The first requires way too much storage/RAM to do. The second is prohibitively slow. What you (likely) want is a hybrid solution that combines some precomputation (possibly a long one, but that doesn't require much storage), and a shorter per-query computation.

Clustering
One approach would be to somehow cluster your graph, and compute the distances between the exit vertices of the clusters. Then a search algorithm wouldn't even consider paths in clusters (or rather use the precomputed minimum paths between exits), unless that cluster contains the start or end point.

A-star
Another is to compute a heuristic and use A* (or any other heuristic-assisted search). You mentioned that you do not have any information about the graph, except the connectedness, so you may need to devise and precompute such a heuristic.

One such heuristic may be a minimal "order n spanning graph". There's likely a proper term for this, but it's been too long since my Uni days, so I'll explain what I mean. I call a "order n spanning graph" a collection of vertices, such that any vertex in your original graph is reachable from some vertex in this collection via a path of length at most n.

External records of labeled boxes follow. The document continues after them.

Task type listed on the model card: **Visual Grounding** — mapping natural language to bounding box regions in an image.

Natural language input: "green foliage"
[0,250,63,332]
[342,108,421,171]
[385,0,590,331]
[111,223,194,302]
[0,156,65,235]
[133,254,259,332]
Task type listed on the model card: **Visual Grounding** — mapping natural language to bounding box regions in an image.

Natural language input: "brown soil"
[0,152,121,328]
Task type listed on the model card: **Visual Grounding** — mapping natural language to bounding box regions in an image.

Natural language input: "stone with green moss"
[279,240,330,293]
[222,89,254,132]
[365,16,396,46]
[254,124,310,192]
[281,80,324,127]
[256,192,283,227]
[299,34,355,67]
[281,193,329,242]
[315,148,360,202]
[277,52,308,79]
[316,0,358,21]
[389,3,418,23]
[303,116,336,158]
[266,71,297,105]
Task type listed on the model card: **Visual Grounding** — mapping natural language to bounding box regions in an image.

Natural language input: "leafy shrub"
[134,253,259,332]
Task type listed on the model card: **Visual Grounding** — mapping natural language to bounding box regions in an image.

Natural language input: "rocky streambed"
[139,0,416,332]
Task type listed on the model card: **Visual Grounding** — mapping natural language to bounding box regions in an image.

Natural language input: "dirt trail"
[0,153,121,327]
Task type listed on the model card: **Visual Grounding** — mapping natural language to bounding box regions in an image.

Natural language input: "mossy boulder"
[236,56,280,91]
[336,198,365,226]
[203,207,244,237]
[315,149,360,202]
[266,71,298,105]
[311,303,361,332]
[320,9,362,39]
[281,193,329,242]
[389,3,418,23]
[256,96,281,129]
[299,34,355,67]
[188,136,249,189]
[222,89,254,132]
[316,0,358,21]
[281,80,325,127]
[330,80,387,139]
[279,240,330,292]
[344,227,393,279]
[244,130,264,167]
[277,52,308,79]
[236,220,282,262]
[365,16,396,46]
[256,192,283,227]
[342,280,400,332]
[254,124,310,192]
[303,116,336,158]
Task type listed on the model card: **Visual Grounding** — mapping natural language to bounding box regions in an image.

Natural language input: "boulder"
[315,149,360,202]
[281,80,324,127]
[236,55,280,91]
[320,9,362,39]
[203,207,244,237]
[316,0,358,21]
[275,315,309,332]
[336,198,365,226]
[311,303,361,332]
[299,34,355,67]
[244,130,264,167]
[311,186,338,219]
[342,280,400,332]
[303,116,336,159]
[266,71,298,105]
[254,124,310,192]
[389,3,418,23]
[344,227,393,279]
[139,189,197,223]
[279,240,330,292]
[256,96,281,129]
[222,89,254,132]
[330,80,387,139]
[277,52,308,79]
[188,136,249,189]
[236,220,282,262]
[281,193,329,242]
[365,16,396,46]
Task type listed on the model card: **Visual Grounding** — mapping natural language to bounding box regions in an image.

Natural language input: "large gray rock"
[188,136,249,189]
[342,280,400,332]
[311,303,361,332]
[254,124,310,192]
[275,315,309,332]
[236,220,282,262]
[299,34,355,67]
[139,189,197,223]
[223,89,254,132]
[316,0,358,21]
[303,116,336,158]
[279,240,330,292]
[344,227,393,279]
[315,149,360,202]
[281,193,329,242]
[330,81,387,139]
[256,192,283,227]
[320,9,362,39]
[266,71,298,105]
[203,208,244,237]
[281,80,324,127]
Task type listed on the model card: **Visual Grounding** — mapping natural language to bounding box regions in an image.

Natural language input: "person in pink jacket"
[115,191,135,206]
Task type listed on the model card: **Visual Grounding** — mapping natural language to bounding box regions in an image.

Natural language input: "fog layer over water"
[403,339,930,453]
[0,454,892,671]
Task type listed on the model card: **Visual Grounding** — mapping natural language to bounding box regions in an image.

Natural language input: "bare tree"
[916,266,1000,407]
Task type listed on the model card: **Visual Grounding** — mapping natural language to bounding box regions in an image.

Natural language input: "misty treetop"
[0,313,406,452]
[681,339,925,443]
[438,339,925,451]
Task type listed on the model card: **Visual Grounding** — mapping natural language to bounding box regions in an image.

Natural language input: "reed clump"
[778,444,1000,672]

If you've got such a collection, along with a mapping of Vertex -> closest vertex in spanning graph + distance to it, and the distances between any 2 points in the spanning graph, then you have a heuristic:

The distance between two vertexes is at least the distance between their closest vertices in the spanning tree + distances to them - 2*n. (Why? Because the distance between the spanning vertices is at most the distance between A and B + distances to them).

This is an admissible heuristic, hence A* will do a good job using it.

The smaller the order of the collection, the better the heuristic and faster the search. But that also means that the spanning graph will be larger, and hence you will need a larger matrix of distances. I would probably start off with a graph of order 50 or so, but you can tweak it, depending on the exact shape/nature of the graph.

Optimize for the average use-case
Also worth noting that you can optimize not for the graph you have, but for the queries you answer. If they are typically to compute precise, but small distances, you may want to precompute some, but not all values (For example, distances from each node to anything reachable by 3 or less steps?). You'd need fallback to one of the methods above in this case, but that may be sufficient.

This also begs the question: Is full precision really necessary on longer paths for you? Maybe the specification can be relaxed in this sense?